We need to add the paths for our login and account pages to our urls.py:

urlpatterns = [
   # other paths ...
   path('login/', views.login_view, name='login'),
   path('social-auth/', include('social_django.urls', namespace='social')),
   path('accounts/profile/', views.account_view, name='account'),
]

That’s it. If we start up our Django application and go to http://localhost:8000/login, we’ll be redirected to the Google Sign-in page:

If we enter a Google account, we’ll be signed into our Django application:

We’ve now authenticated with Google and can take advantage of Google authentication and authorization services however we need

Easier Django Authentication With Custom Middleware

This might seem like a lot of changes to add Django authentication, something the framework already has. But by leveraging third-party libraries (like Python Social Auth) and services (like Google OAuth), you can make your Django applications far more powerful.
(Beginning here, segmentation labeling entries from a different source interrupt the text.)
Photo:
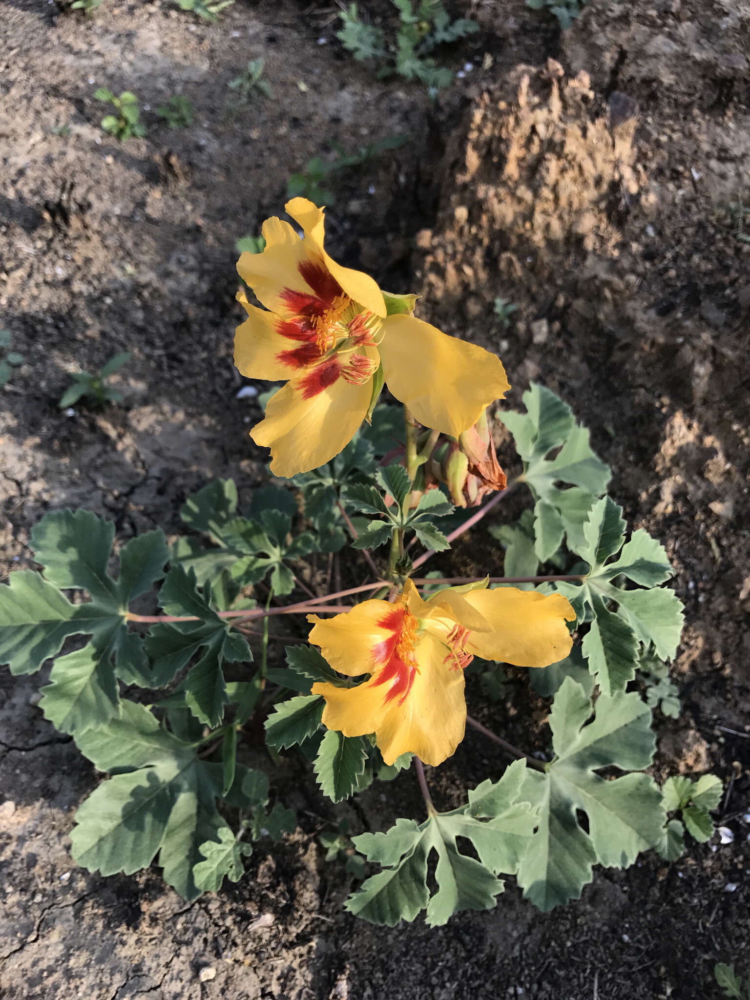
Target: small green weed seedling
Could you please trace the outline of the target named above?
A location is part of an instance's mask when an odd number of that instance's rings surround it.
[[[286,183],[287,198],[301,196],[309,198],[318,208],[322,205],[333,205],[336,198],[329,187],[328,178],[341,170],[361,167],[376,159],[389,149],[398,149],[409,141],[406,135],[391,135],[380,142],[362,146],[357,153],[347,153],[343,146],[331,142],[330,146],[336,153],[335,160],[323,160],[314,156],[307,161],[307,166],[299,174],[290,174]]]
[[[13,369],[26,360],[22,354],[10,350],[12,340],[10,330],[0,330],[0,389],[13,378]]]
[[[273,97],[273,90],[268,80],[261,79],[266,61],[262,57],[251,59],[239,76],[230,80],[227,86],[237,95],[237,101],[244,104],[249,101],[253,91],[258,91],[264,97]]]
[[[188,128],[193,124],[193,102],[182,94],[173,94],[156,113],[170,128]]]
[[[216,2],[206,3],[205,0],[174,0],[180,10],[189,10],[204,21],[218,21],[219,15],[227,7],[231,7],[234,0],[216,0]]]
[[[394,73],[405,80],[419,80],[438,91],[453,80],[453,73],[438,66],[432,53],[440,45],[474,34],[479,25],[466,18],[451,21],[440,0],[392,0],[398,9],[398,29],[387,38],[382,28],[360,20],[356,3],[339,17],[342,27],[336,37],[357,62],[377,64],[380,78]]]
[[[750,979],[745,983],[745,990],[742,990],[742,980],[735,973],[733,965],[724,965],[717,962],[714,966],[714,977],[716,982],[724,990],[725,997],[739,997],[740,1000],[750,1000]]]
[[[99,87],[94,91],[97,101],[104,101],[105,104],[113,105],[117,114],[105,115],[101,120],[101,126],[105,132],[125,142],[133,136],[142,138],[146,134],[146,126],[141,122],[141,110],[138,107],[138,98],[130,90],[123,90],[119,97],[115,97],[111,90],[106,87]]]
[[[266,241],[262,236],[241,236],[234,242],[237,253],[263,253],[266,249]]]
[[[107,383],[107,379],[127,364],[130,357],[128,351],[115,354],[98,375],[92,375],[91,372],[78,372],[77,375],[73,376],[73,384],[68,386],[57,405],[61,410],[66,410],[83,398],[91,400],[93,406],[99,407],[106,406],[108,403],[121,403],[121,394]]]
[[[75,0],[75,3],[70,5],[71,10],[82,10],[84,14],[91,15],[94,13],[97,7],[101,7],[104,0]]]
[[[526,6],[532,10],[548,10],[554,14],[563,31],[572,26],[587,3],[588,0],[526,0]]]
[[[518,306],[514,306],[512,302],[506,302],[505,299],[501,299],[500,296],[495,299],[495,304],[493,312],[499,323],[504,330],[507,330],[510,326],[510,317],[514,312],[518,310]]]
And, if you look back, most of the changes you need to make are minor–some extra settings and templates—the things you need to do in Django anyway. The actual middleware is only a few additional lines for a lot of extra functionality.

The same framework as above can work for any custom middleware you want to include in your Django application. By learning this simple technique, you can significantly streamline user experiences and open new possibilities for user interaction and integration with external systems. Whether it's enhancing authentication flows, integrating third-party services, or customizing user sessions, the flexibility offered by custom middleware makes it a valuable tool in your Django development toolkit.